Syria fears an extensive atomic agency investigation similar to the probe Iran has been subjected to for more than five years.

"Syria's election to the board while under investigation for secretly building an undeclared nuclear reactor not suited for peaceful purposes would make a mockery" of the Nuclear Nonproliferation Treaty, said the note.

The diplomats said the US was pushing to encourage Kazakhstan to challenge Damascus for the seat, but the Kazakhs are apparently reluctant to do so, fearing lack of support.

Syria rejected the IAEA request for a visit late last month, the diplomats said. The visit would have been a follow-up to an initial trip by IAEA inspectors in June.

"The Syrians said that a visit at this time was inopportune," a senior diplomat said.

That appeared to leave open the possibility of a later visit. But one of the other diplomats said members of the Syrian mission to the IAEA were spreading the word among other missions that further trips beyond the one in June were unlikely.
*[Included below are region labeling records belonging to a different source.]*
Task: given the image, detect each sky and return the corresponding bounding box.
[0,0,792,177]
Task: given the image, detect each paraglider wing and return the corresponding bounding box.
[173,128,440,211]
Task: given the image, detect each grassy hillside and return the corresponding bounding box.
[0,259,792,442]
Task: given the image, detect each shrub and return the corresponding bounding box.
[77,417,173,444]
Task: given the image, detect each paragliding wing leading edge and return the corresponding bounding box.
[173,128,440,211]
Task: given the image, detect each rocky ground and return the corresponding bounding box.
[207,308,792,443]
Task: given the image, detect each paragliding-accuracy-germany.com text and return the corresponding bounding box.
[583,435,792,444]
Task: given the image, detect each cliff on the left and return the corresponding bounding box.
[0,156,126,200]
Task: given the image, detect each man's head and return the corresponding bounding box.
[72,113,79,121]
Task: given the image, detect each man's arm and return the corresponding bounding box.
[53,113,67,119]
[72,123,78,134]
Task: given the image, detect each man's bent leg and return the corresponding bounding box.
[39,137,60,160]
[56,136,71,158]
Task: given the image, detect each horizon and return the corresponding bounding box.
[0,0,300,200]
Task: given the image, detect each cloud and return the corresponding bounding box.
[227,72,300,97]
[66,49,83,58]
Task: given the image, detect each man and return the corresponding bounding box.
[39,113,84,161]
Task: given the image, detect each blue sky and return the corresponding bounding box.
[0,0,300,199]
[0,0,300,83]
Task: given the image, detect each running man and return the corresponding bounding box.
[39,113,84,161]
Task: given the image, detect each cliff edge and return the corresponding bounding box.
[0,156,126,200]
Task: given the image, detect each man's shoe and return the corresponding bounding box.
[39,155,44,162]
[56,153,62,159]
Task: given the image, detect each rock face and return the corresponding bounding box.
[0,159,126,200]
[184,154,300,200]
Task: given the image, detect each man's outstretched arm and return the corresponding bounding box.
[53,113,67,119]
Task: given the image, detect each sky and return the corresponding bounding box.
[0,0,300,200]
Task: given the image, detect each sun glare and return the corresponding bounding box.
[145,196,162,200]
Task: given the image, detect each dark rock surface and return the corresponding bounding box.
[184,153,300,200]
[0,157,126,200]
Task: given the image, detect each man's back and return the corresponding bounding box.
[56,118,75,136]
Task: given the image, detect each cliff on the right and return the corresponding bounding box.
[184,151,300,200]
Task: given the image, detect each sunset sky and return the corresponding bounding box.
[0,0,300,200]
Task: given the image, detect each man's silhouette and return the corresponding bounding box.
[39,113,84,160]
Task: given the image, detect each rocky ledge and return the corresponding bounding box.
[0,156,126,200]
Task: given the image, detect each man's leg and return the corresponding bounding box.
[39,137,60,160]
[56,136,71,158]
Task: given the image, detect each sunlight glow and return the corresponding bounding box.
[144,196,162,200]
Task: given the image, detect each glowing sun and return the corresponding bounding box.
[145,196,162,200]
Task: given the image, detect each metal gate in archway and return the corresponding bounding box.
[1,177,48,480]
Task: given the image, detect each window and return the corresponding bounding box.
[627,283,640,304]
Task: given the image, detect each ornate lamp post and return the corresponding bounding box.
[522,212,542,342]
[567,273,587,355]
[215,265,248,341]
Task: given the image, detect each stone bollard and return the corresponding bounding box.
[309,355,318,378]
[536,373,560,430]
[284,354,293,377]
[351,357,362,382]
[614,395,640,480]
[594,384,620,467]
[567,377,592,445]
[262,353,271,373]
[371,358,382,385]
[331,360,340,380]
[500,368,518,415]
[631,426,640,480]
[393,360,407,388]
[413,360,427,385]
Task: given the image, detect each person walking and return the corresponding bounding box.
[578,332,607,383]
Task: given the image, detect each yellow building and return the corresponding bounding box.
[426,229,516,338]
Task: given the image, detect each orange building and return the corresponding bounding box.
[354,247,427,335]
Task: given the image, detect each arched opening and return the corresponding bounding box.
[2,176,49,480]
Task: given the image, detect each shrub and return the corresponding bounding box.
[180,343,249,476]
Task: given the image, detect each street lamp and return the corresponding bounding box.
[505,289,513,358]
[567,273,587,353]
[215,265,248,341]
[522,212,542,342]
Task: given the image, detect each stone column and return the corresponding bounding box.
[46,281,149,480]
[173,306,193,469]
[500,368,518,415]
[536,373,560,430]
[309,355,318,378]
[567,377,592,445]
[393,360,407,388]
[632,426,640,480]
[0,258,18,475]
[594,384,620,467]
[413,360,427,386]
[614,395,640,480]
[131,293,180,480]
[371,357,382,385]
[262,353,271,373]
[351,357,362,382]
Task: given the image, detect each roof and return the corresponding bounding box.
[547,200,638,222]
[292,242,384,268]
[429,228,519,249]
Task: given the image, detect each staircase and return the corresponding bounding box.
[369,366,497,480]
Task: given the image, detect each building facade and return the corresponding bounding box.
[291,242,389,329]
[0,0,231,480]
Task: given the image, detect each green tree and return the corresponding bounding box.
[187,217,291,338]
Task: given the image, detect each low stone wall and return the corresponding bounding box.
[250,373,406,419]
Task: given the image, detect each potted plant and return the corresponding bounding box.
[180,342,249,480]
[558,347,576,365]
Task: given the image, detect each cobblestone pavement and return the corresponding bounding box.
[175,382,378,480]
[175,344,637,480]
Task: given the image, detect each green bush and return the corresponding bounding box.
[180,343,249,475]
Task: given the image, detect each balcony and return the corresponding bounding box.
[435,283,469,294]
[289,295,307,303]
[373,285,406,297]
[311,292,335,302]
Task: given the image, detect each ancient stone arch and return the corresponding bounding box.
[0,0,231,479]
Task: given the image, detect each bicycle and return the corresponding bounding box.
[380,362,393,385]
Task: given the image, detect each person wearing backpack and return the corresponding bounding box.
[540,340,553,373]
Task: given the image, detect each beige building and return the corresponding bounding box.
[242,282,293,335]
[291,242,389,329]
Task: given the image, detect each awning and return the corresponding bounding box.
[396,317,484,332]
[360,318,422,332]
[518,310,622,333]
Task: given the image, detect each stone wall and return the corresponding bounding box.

If so, that could cripple international efforts to probe US allegations that a site in a remote part of the Syrian desert, which Israel destroyed last year, was a near-finished plutonium-producing reactor built with North Korean help, and that Damascus continues to hide linked facilities.

IAEA experts returned on June 25 from a four-day visit, carrying environmental samples from the Al Kibar site hit by Israel in September. Those are now being evaluated.

They had hoped to use a follow-up visit to put questions to Syrian officials based on the intelligence available to them outlining years of extensive cooperation between the Syrians and teams of visiting North Korean nuclear officials.

North Korea exploded a nuclear device in 2006. However, it agreed to dismantle its weapons programme early last year.